Apple yesterday launched a first-ever public beta for iOS, offering some iPhone and iPad users a chance to test iOS 8.3, a still-under-construction edition that has been in developers' hands for more than a month.
The program, first reported two weeks ago by 9to5mac.com, followed the debut of a similar program last year for OS X Mavericks. The Mac beta was later extended to include Yosemite, the current OS edition.
It was unclear Thursday whether Apple is allowing anyone to register with the iOS 8.3 beta, is rolling out the program gradually, or is limiting access to those who had previously received invitations via the Cupertino, Calif. company's AppleSeed preview program.
Computerworld staffers who had previously registered for the Yosemite beta were unable to access the iOS version. They were not alone, as discussion threads filled with questions from people who wanted to know why they could not find the preview.
For one Computerworld reader, that might be just as well.

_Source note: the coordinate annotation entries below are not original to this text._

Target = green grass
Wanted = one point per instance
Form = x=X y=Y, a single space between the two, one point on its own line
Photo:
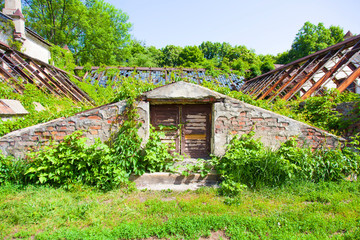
x=302 y=211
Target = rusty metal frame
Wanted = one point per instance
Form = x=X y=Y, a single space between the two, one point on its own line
x=312 y=71
x=20 y=68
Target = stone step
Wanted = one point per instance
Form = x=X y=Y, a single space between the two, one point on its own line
x=174 y=181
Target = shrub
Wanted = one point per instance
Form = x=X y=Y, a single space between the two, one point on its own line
x=248 y=162
x=12 y=170
x=73 y=162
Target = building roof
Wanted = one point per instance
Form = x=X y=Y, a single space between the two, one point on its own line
x=337 y=66
x=28 y=30
x=18 y=68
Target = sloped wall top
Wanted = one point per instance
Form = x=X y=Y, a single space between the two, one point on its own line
x=182 y=90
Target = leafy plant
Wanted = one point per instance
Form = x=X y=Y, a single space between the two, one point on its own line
x=73 y=162
x=247 y=161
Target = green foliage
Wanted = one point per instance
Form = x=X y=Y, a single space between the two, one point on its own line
x=73 y=162
x=191 y=56
x=62 y=58
x=304 y=210
x=95 y=31
x=12 y=170
x=247 y=161
x=311 y=38
x=131 y=88
x=170 y=55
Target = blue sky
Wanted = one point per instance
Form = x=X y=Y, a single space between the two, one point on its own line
x=268 y=27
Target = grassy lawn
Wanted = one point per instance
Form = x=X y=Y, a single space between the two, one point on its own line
x=301 y=211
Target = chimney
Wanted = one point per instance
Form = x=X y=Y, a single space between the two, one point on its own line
x=13 y=9
x=11 y=6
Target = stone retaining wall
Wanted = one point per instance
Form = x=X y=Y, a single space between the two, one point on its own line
x=230 y=117
x=235 y=117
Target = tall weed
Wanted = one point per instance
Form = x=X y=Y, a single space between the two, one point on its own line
x=247 y=161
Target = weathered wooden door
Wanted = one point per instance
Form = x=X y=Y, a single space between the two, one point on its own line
x=187 y=126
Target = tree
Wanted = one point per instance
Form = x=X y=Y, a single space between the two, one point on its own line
x=210 y=50
x=312 y=38
x=137 y=54
x=171 y=55
x=95 y=31
x=105 y=35
x=191 y=56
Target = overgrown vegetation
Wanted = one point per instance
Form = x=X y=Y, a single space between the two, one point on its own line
x=248 y=162
x=302 y=211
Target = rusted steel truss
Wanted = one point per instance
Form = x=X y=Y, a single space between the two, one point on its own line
x=337 y=66
x=158 y=75
x=17 y=69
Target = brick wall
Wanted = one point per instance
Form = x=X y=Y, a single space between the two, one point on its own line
x=235 y=117
x=230 y=117
x=99 y=122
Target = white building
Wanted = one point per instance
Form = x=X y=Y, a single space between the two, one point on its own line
x=32 y=44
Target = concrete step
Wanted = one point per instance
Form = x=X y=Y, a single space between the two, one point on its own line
x=174 y=181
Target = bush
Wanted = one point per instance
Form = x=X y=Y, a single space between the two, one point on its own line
x=72 y=162
x=12 y=170
x=247 y=161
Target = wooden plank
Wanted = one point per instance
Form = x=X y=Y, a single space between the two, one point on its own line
x=283 y=77
x=299 y=85
x=346 y=58
x=349 y=80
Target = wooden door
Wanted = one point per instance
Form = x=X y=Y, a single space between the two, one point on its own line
x=195 y=141
x=166 y=118
x=187 y=126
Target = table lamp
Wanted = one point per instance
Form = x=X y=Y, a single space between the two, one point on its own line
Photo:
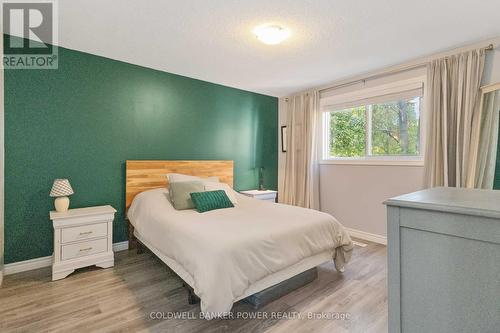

"With all beta software on a computer, users are generally discouraged from testing a beta operating system on their main computer, or a computer used for critical work," noted Eric Jacobs in an email last month after news circulated about a possible iOS public preview. "For Mac users, that's easily doable with a second computer, with an external hard disk, or a partitioned hard drive. Users can hop back and forth between the beta OS and the current OS.
"But this doesn't work with a phone. Most people have only one phone. Installing beta software that might crash, drop calls, or in the worst case, completely 'brick' [the phone], seems far more risky than testing a desktop OS beta where users can take appropriate steps to avoid potential problems."
Jacobs had a point: OS makers try to deter users from running pre-release code on their primary system. But how many have more than one smartphone?
For those who do try iOS 8.3, Apple recommended that they first back up their iPhone or iPad to their PC or Mac using iTunes — not to iCloud through an over-the-air backup — so that they can, if necessary, restore the device to its pre-beta state.
That would be a good idea: Apple's production releases of iOS have had problems in the past.
"What if an iOS beta has a bug like the one that hit 8.0.1 and users can't make phone calls?" asked Jacobs, referring to the fiasco last fall when Apple issued its first iOS 8 update, then had to quickly retract it.